Akins was again the starter in 1975 and now the captain of a team that included future Pro Football Hall of Fame inductee Earl Campbell. Akins led the Longhorns to a 10–2 record, again losing to #2, and eventual National Champion, Oklahoma while beating #20 Arkansas. He was replaced in the TCU game by Ted Constanzo when he tore the anterior cruciate ligament in his right knee, Texas was up 14–3 when he left the game and eventually won 27–11. Two weeks later, after much doubt that he would even play, Akins, with his knee heavily braced, started against #2, undefeated Texas A&M with the Conference title on the line. But he was injured again on Texas' first offensive play and was again replaced by Constanzo. Without All-American Marty Akins – Texas decorated quarterback being on the field the Longhorns lost. Texas A&M won, splitting the Conference Championship with Texas and Arkansas and sending Texas to the Astro-Bluebonnet Bowl. Akins was back in the lineup for the bowl game playing on one leg and led the team to a 38–21 come-from-behind win over Colorado and a final ranking of #9. That season Akins was again twice the Chevrolet Player of the Game in televised games, named to the All-Conference team and became the first and only Wishbone quarterback in College Football history to be named an All-American when the FWAA chose him over AP All-American John Sciara.

Akins finished his football career at the University of Texas with a record of 27–9, the most wins since Bobby Layne won 28.

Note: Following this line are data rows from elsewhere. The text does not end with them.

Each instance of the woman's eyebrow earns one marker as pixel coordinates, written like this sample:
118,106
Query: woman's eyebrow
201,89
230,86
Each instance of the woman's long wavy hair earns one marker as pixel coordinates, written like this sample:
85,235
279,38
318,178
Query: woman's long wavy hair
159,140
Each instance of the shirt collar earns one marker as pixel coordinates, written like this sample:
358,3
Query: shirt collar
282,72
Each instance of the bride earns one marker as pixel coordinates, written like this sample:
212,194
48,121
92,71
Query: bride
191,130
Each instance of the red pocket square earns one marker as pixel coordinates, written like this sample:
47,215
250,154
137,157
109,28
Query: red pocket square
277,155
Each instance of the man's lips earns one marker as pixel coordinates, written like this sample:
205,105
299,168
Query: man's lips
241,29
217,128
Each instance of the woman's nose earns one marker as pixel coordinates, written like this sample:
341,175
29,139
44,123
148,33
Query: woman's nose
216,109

Akins was inducted into the University of Texas Hall of Honor in 1995 and was selected by the University of Texas as one of the university's 125 Extraordinary Texas Exes.

===Records===
- UT – Most rushing yards by a quarterback, game (188), surpassed by Vince Young in 2005
- UT – Most rushing yards by a quarterback, career (2,020), surpassed by Young in 2005
- UT – Quarterback starts, career (35), surpassed by Peter Gardere in 1992
- UT – Most rushing touchdowns by a quarterback, career (26), surpassed by Young in 2005

==Later life and political career==
Akins was selected in the 11th round of the 1976 NFL draft by the St. Louis Cardinals. Because of injuries, in 1976 he spent his rookie season on the scout team playing defensive back and quarterback and was then traded to the New Orleans Saints in 1977. He played in the exhibition games for the Saints, but because of severe injuries he decided to give up pro ball. He studied law at the University of Houston College of Law, graduated with high honors and became a very successful trial lawyer dealing with environmental, consumer protection, and personal injury cases.

Akins practiced law throughout Texas for many years and retired in 2000 to pursue a career in politics. In 2001, he sought the Democratic nomination for Governor of Texas, but then dropped out to compete for state comptroller instead. Akins won the party's 2002 nomination for the State Comptroller's office, but then lost in the general election to incumbent Carole Keeton Rylander.

Texas Comptroller Election 2002
| Party |  | Candidate | Votes | % | ±% |
|---|---|---|---|---|---|
|  | Republican | Carole Keeton Rylander (Incumbent) | 2,878,732 | 64.2 |  |
|  | Democratic | Marty Akins | 1,476,976 | 35.8 |  |

In 2006 Akins was hired as the men's and women's golf head coach for Huston–Tillotson University and remained in that position for two years. In 2009, he was appointed to the Texas State Advisory Board of Athletic Trainers by Governor Rick Perry.

==Family==
Akins and his wife Pam have three children. Their youngest daughter, Angela Akins, played golf for the TCU Horned Frogs before transferring to the Texas Longhorns for her junior and senior years. She was named to the All-Big XII Academic Team. In July 2017, Angela married professional golfer Sergio García. She became a Golf Channel reporter in 2017.

Marty Akins' nephew is former Purdue starting quarterback Drew Brees, who won Super Bowl XLIV with the New Orleans Saints.